Nelson Morales

Atleticos de San German
- League: BSN

Personal information
- Nationality: Puerto Rican

Career information
- Playing career: 1963–1973

Career history
- 1963–1973: Atleticos de San German

Career BSN statistics
- Points: 1,069 (7.5 ppg)
- Rebounds: 277 (2.0 rpg)
- Assists: 181 (1.3 apg)

= Nelson Morales (basketball) =

Player for the basketball league in Puerto Rico

Nelson Morales (born approx. 1945) is a retired Puerto Rican BSN professional basketball player. He played nine seasons for the Atleticos de San German in the city of San German, averaging 7.5 points, 2.0 rebounds and 1.3 assists per game.

==Basketball career==
Morales began playing for the Atleticos in 1963, playing in 14 games that season, with an average of 4.2 points a game, without recording a rebound or assist in any of the 14 games he played at.

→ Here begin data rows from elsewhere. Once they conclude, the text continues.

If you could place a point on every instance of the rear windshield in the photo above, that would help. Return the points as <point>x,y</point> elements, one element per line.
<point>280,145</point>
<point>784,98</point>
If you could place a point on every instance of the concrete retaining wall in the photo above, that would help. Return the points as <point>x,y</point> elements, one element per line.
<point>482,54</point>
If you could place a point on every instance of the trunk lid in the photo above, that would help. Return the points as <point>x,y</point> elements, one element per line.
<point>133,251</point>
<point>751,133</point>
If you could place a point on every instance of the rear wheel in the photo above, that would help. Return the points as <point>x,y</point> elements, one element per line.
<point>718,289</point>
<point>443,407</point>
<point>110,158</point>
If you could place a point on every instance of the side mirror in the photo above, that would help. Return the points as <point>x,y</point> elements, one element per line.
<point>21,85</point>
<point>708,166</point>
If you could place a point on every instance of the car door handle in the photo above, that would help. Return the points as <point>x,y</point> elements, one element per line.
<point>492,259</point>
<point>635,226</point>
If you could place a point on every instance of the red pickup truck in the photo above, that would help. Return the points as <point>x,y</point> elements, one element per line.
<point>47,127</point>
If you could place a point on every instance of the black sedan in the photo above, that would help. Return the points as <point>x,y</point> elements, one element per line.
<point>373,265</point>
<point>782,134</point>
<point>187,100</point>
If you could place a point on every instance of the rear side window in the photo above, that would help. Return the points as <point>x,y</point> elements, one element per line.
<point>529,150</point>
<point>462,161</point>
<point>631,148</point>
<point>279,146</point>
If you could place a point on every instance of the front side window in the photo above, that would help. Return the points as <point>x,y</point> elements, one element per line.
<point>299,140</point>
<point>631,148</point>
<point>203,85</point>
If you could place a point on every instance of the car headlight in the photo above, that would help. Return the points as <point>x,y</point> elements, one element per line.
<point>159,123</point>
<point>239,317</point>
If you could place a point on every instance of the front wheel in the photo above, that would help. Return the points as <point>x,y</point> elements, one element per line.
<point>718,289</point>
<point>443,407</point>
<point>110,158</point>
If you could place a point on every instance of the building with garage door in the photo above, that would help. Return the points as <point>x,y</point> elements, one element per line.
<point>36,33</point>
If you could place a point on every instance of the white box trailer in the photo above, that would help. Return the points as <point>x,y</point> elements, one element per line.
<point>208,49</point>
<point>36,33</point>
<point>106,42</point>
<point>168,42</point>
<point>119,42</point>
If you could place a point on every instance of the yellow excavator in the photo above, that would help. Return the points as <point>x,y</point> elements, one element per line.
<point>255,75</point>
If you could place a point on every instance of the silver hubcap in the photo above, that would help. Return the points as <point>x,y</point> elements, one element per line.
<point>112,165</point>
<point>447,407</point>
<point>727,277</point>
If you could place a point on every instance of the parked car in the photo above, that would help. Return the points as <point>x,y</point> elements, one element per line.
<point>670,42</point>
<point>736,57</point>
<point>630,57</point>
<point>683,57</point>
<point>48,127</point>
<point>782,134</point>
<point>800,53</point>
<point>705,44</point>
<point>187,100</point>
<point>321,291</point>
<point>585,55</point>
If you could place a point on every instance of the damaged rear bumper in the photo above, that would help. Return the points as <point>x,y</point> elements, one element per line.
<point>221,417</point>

For the next two years, his stats did not improve very much, but in 1966, he saw an increase in play time, which in turn led to a much improved level of performance and he averaged double digits in scoring for the first time in his BSN career, scoring 230 points in 20 games for an average of 11.5 points a game. He also caught his first recorded BSN rebound and passed his first recorded BSN assist, finishing with 2.6 and 1.1 per game in those two categories, respectively.

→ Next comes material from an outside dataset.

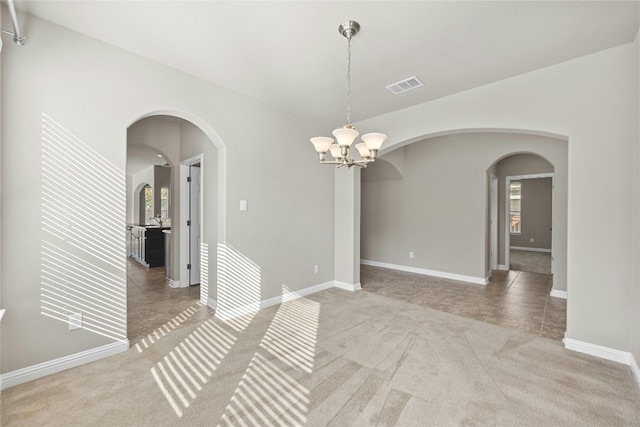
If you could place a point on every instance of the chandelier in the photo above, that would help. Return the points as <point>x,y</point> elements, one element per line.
<point>340,149</point>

Aside from having a woeful season from the free-throw line during 1967, (he made only 38 of 171 attempts for an average of 22 percent free throws made) the 1967 BSN season turned out to be the best, statistically speaking, of Morales' 9 seasons at Puerto Rico's top professional basketball league, as he averaged 13.7 points per game, with 4.3 rebounds and 3.2 assists per game, all career highs for the young basketball player.

Those numbers declined sharply during the 1968 season, when he was able to play in only 9 games due to injury, and had averages of 6.6 points, 2.2 rebounds and 1.8 assists per game. Morales spent the 1969 BSN season sidelined and returned during the 1970 season, faring a bit better statistically-wise but also falling victim to injury again. During the 1970 season, Nelson Morales played in 11 BSN games, averaging 1.8 assists, 3.1 rebounds and 8.2 points per game.

Once again, injuries hampered his career during 1970 and 1971, year in which he did not see action during the 1971 BSN season. In 1972, Morales returned to the BSN basketball courts, participating in 13 games for the Atleticos, scoring 6.6 points, passing for 2.0 assists and catching 1.5 rebounds for the Atleticos.

Finally, Morales participated in 8 games during the 1973 BSN season for the Atleticos, with an average of 1.0 points and rebounds per game, without recording any assists. He announced his retirement from professional basketball soon after.

==Other sports==
The town of San German honored Morales by naming a local softball league, the "Nelson 'Cayito' Morales" softball league. The league was incorporated in 2002.